Fastest way to populate a boost::dynamic_bitset<> from a vector of strings

494 Views Asked by At

I am implementing a program that uses huffman encoding to compress a file. I am having trouble writing the bits of the compressed string to another bitset. I have a vector of bytes (8 digit integers), and a vector of strings huffCodes, which is of size 256 that stores bit strings for each index. (For example, 0 is represented by 11, 1 is represented by 11011, etc..)

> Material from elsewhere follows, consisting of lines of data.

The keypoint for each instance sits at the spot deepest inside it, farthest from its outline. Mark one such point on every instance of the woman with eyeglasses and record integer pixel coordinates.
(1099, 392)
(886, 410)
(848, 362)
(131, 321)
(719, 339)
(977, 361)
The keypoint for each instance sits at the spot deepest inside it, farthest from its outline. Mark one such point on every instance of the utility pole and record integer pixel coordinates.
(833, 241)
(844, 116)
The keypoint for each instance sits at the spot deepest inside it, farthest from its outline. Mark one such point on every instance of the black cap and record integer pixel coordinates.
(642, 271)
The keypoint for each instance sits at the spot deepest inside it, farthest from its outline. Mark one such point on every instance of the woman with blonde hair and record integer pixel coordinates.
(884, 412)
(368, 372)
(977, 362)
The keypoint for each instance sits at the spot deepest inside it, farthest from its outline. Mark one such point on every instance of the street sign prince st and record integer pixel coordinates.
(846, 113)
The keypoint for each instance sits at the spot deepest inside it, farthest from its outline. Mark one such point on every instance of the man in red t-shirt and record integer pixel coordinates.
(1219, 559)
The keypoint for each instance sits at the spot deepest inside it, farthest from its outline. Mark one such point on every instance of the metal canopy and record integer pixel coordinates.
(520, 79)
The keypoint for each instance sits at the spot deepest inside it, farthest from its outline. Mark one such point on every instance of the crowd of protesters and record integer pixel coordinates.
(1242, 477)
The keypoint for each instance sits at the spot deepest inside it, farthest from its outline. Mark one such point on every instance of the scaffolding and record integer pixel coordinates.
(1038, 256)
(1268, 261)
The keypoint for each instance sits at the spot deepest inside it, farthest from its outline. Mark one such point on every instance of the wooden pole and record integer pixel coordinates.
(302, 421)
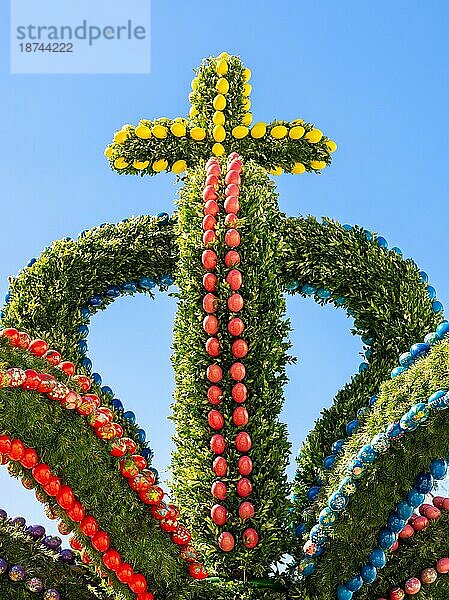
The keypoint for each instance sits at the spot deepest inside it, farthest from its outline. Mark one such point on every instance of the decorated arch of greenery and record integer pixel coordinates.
(232, 525)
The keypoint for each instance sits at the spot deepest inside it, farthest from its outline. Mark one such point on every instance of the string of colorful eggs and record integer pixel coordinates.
(239, 346)
(100, 418)
(16, 451)
(357, 468)
(397, 523)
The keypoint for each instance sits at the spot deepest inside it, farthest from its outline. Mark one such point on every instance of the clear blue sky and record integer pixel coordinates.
(373, 76)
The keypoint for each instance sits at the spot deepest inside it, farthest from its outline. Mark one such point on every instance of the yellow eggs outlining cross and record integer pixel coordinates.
(219, 122)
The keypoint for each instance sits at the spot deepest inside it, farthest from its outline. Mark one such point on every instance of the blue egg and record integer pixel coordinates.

Here is my current method:

string compressed = "";
boost::dynamic_bitset<unsigned char> output;

for(byte b : bytes) 
{
    compressed += huffCodes [ ByteToInt(std::to_string(b)) ];
}

output = boost::dynamic_bitset<unsigned char> (compressed);

This goes through each byte and grabs its corresponding string of bits from the huffCodes vector, then appends that string to the compressed string. Once the compressed string is done, it converts it to a bitset. The problem with this method is that it fills the bitset EXTREMELY slowly, because I have 72 million bytes in my vector. I don't like this method though, because it seems unnecessary to populate this enormous string just to convert it into a bitset. What I would prefer is something like this:

boost::dynamic_bitset<unsigned char> output;
string temp = "";
    for(byte b : bytes) 
    {
        temp = huffCodes [ ByteToInt(std::to_string(b)) ];
        output.append(temp);
    }

Obviously this isn't real code, but ideally I would be populating the output bitset while I collect all of the strings from the huffCodes vector. Is it possible to do this through some sort of concatenation or appending of strings to the bitset?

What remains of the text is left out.